Read the book: «Мода как культурный перевод. Знаки, образы, нарративы»
УДК 391:008
ББК 71.063.2
К17
Составитель серии О. Вайнштейн
Редактор серии Л. Алябьева
Перевод с английского Т. Пирусской
Патриция Калефато
Мода как культурный перевод: знаки, образы, нарративы / Патриция Калефато. – М.: Новое литературное обозрение, 2024. – (Серия «Библиотека журнала „Теория моды“»).
Как устроен язык моды? Опираясь на идеи Р. Барта и В. Беньямина, Патриция Калефато рассматривает моду как семиотическую систему, состоящую из знаков тела. Автор утверждает, что мода постоянно находится в процессе культурного перевода, становясь точкой пересечения самых разных языков – не только кино, литературы и музыки, но и городских дорог, униформ или профессий. Первые главы посвящены специфике формирования и функционирования нарративов моды во времени (от исторического до биографического) и пространстве (от городского до виртуального). Далее Калефато исследует тело как социальный субъект, встроенный в систему моды, а в заключительной части анализирует, как технологии коммуникации изменили само определение человеческой телесности в общественном сознании. От городской культуры XIX века до переработки одежды, от итальянского стиля до пластической хирургии и татуировок – это исследование демонстрирует, насколько крепкими нитями мода связана с множеством социокультурных и природных явлений. Патриция Калефато – профессор социологии культуры на факультете политических наук в Университете имени Альдо Моро в Бари.

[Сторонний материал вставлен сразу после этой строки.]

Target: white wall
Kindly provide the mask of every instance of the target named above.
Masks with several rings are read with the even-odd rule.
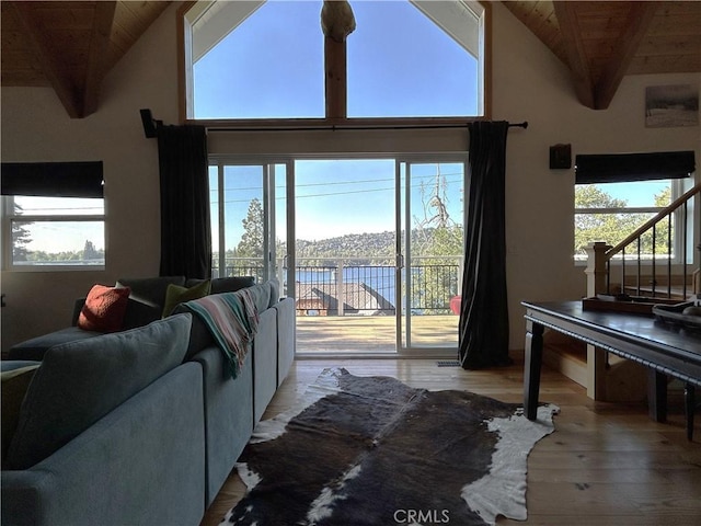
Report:
[[[143,137],[139,108],[150,107],[165,123],[177,121],[176,9],[168,9],[110,72],[100,108],[88,118],[68,118],[50,89],[2,89],[3,161],[104,161],[108,253],[104,272],[2,272],[8,304],[1,311],[3,351],[66,327],[73,299],[94,283],[158,274],[158,152],[156,140]],[[574,173],[548,168],[549,146],[570,142],[573,156],[694,149],[699,159],[699,127],[645,128],[644,89],[701,83],[701,76],[629,77],[607,111],[588,110],[577,102],[568,72],[556,57],[498,2],[493,12],[492,116],[529,122],[528,129],[509,132],[507,145],[510,346],[522,348],[522,299],[577,298],[585,291],[583,268],[572,261]],[[215,134],[210,138],[212,148],[223,140]],[[308,138],[298,136],[280,149],[291,150],[296,146],[290,145]],[[441,140],[448,150],[467,144],[464,136],[446,135]],[[327,151],[338,148],[336,140],[327,142]],[[253,149],[260,144],[256,136],[248,145]]]

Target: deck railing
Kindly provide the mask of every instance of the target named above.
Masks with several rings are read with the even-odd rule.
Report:
[[[324,316],[394,315],[397,312],[397,270],[374,258],[299,258],[295,268],[298,313]],[[413,258],[407,272],[402,268],[401,309],[414,315],[450,313],[450,301],[460,294],[459,256]],[[276,275],[287,294],[283,261]],[[263,262],[256,259],[227,259],[225,273],[212,268],[212,276],[254,276],[262,281]],[[406,291],[411,293],[410,301]]]
[[[616,247],[605,242],[587,249],[587,296],[628,294],[653,298],[688,299],[701,294],[700,270],[690,266],[693,236],[693,199],[697,184]],[[643,250],[643,243],[646,250]],[[699,247],[701,251],[701,245]],[[700,254],[701,259],[701,254]],[[612,277],[618,265],[619,277]],[[701,265],[701,262],[700,262]]]

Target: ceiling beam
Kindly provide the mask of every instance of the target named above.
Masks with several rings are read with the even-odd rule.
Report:
[[[591,70],[584,50],[582,31],[577,23],[576,9],[579,2],[558,1],[552,3],[560,25],[560,33],[562,34],[577,99],[585,106],[595,108]]]
[[[625,28],[621,31],[613,54],[601,72],[594,89],[594,108],[606,110],[613,100],[621,80],[647,34],[659,2],[631,2]]]
[[[43,33],[41,25],[36,22],[32,12],[32,3],[33,2],[18,1],[12,2],[12,7],[30,42],[34,46],[44,75],[46,75],[46,78],[51,83],[54,91],[61,101],[61,104],[64,104],[68,115],[71,118],[80,118],[82,116],[82,101],[79,91],[66,72],[66,68],[61,67],[58,50],[51,45]]]
[[[88,54],[88,68],[84,80],[85,85],[82,90],[83,117],[97,111],[100,88],[107,73],[107,47],[116,7],[116,1],[95,3],[95,16],[90,36],[90,52]]]

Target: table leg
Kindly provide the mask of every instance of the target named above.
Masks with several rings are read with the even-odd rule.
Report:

В оформлении переплета использована работа Midjourney 6. Freepik
ISBN 978-5-4448-2474-0
© Anthem Press, 2021
© Т. Пирусская, перевод с английского, 2024
© С. Тихонов, дизайн обложки, 2024
© ООО «Новое литературное обозрение», 2024
Введение
Мода как культурный перевод в мире тесных связей
В книге «„Современность“ на просторе» (Appadurai 1996) индийский антрополог Арджун Аппадураи предлагает интересную концепцию моды, утверждая, что без этого понятия невозможно осмыслить потребление, время как длительность и историю с антропологической и социологической точек зрения. Аппадураи пишет:
В целом все социально организованные формы потребления строятся, по-видимому, вокруг тех или иных комбинаций трех элементов: запретительных мер, законов, регулирующих потребление предметов роскоши, и моды.

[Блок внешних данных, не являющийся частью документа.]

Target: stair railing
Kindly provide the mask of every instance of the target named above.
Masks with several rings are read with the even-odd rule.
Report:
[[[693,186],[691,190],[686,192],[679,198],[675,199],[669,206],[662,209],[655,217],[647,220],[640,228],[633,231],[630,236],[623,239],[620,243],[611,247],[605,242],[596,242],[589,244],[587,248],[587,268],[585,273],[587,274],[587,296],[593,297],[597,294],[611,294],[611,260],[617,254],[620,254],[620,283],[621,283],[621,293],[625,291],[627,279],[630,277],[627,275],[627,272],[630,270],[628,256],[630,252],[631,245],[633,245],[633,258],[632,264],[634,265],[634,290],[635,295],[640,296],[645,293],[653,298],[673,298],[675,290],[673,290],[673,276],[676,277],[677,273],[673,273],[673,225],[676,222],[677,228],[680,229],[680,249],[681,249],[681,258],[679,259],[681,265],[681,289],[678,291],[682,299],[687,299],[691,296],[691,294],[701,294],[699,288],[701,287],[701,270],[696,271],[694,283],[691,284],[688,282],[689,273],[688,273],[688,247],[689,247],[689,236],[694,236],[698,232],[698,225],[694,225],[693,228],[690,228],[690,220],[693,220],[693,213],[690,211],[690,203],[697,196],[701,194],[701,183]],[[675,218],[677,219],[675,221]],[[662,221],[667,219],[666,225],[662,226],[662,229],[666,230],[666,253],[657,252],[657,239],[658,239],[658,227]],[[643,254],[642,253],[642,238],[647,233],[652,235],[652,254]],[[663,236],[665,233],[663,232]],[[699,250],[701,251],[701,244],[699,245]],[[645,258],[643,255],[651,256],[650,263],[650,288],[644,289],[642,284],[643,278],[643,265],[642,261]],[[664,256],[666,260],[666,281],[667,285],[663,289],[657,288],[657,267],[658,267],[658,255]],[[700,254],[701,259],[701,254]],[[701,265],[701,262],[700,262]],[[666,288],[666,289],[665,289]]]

Под «запретительными мерами» и «законами, регулирующими потребление предметов роскоши»1, Аппадураи подразумевает разные формы ограничения потребления, включая табу, налоги и запреты, зафиксированные в законодательстве многих обществ. Мода же воспринимается как модель разных форм потребления – качественная и количественная, – касающаяся прежде всего (но не только) одежды и задействующая, как отмечает Аппадураи, пользуясь выражением Марселя Мосса, «техники тела» (Ibid.: 67). Таким образом, «общий переход от диктата законов о роскоши к власти моды» воплотился в «стечении событий», которое Аппадураи называет «потребительской революцией» (Ibid.: 72). Эта революция произошла во многих, самых разных обществах, в разное время и в разных исторических обстоятельствах. Они не привязаны исключительно к модели, господствующей в Европе, а складывались «по разным сценариям», поэтому нельзя сказать, что «остальной мир просто повторяет или имитирует прецеденты, имевшие место в Англии или Франции» (Ibid.: 73).

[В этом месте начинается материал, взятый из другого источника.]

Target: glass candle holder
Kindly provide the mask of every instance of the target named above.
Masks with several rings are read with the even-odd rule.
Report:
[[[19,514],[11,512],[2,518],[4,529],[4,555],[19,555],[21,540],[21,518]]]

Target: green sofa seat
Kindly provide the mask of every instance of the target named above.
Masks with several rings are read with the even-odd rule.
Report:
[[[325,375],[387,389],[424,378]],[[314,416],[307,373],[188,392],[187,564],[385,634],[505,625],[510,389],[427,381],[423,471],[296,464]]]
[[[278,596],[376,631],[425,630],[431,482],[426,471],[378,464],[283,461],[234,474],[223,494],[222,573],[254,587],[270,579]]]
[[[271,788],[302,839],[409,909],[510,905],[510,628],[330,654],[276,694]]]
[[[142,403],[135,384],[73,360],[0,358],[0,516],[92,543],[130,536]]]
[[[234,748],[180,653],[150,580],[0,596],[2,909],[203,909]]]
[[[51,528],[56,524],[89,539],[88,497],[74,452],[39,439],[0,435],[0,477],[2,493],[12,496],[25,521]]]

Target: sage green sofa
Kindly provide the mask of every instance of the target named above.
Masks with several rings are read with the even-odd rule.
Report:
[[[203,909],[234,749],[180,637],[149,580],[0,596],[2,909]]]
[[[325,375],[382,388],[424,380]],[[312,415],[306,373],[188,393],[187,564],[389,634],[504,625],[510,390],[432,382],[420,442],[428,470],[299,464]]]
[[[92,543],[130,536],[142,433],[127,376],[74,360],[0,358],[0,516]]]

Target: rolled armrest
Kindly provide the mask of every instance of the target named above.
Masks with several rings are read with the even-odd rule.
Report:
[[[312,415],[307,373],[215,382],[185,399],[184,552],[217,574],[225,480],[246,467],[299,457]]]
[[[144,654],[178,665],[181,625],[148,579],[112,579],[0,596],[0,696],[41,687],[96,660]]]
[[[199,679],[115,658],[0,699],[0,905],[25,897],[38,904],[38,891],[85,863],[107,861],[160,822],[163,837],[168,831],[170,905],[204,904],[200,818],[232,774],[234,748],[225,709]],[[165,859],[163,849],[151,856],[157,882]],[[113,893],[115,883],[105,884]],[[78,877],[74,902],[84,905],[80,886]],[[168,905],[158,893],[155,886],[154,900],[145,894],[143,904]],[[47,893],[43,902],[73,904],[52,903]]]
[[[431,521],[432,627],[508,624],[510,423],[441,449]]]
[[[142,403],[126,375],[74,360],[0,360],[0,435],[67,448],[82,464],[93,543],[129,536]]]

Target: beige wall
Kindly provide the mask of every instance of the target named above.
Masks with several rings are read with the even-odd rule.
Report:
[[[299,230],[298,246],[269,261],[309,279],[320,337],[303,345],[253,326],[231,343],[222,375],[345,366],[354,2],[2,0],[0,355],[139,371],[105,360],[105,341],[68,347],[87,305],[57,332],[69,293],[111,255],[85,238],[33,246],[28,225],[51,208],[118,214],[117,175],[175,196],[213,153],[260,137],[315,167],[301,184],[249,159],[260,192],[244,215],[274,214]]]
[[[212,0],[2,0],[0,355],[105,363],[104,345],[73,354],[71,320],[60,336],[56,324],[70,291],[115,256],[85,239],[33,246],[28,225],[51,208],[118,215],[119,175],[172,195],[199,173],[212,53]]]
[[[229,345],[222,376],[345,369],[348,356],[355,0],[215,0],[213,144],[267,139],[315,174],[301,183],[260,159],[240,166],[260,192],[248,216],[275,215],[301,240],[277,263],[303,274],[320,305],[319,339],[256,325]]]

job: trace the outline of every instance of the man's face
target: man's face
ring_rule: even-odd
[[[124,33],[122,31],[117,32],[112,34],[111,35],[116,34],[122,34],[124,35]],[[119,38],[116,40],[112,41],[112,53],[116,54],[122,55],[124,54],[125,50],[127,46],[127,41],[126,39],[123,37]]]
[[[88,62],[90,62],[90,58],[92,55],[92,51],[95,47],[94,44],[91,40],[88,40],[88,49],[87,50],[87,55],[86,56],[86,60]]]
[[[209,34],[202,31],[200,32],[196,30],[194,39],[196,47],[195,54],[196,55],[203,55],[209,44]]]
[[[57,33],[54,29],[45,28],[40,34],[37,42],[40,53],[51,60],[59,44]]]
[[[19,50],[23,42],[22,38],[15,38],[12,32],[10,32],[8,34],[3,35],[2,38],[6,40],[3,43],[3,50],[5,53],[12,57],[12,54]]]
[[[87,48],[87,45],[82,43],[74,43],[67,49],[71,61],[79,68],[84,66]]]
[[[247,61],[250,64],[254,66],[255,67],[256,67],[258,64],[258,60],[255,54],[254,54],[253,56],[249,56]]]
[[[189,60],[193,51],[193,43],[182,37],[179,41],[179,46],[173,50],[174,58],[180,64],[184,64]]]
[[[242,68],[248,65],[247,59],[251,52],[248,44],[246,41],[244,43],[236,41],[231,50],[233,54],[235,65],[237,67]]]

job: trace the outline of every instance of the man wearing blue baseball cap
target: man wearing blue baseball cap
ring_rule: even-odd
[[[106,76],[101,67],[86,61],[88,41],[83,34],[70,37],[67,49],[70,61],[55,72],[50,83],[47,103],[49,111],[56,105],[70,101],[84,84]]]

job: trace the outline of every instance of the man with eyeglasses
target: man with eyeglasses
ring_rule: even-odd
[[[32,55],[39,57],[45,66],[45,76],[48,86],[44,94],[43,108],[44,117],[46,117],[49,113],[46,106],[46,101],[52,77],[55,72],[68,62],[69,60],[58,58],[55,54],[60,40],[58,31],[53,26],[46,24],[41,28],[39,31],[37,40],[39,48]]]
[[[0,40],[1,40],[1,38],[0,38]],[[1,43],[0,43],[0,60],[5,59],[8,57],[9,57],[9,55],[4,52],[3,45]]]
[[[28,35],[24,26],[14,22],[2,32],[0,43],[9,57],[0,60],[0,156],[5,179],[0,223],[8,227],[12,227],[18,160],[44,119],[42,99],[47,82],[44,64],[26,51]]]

Почему я считаю, что подход Аппадураи помогает понять моду как разновидность культурного перевода? Разумеется, рассматривать моду исключительно в рамках сферы потребления – слишком ограниченный взгляд, особенно сегодня. Как мы увидим в следующих главах, это признает и сам Аппадураи, когда пишет, что «идея потребительской революции сама по себе не вполне релевантна в эпоху электронных технологий» (Ibid.: 72). Однако с учетом этой оговорки и того, что я обращаюсь к этой теме через двадцать пять лет после публикации «„Современности“ на просторе», в концепции Аппадураи мне представляется важным глобальное понимание моды как явления, которое нельзя просто «анализировать» с позиций разных социальных сценариев и культуры. Мода наделяет само понятие культуры многогранностью и сложностью. Иными словами, мода как объект – или система – требует четко сформулированного и динамичного научного подхода.
Теория моды – а именно на ней основана применяемая в этой книге междисциплинарная методология – зародилась в последние десятилетия ХX века. Она исследует генеалогию форм, принимаемых одетым телом в разные эпохи и в разных частях мира, а также культурные, социальные и экономические процессы, благодаря которым такие формы в полной мере утверждаются как «мода». Термин «генеалогия» я употребляю в том же смысле, какой придает ему Мишель Фуко в эссе 1961 года «Ницше, генеалогия, история», где он ставит перед генеалогией задачу «выхватить сингулярность событий вне всякой монотонной целесообразности» и «выслеживать их там, где их менее всего ожидают, и в том, что проходит, не представляя важности для истории» (Фуко 1996).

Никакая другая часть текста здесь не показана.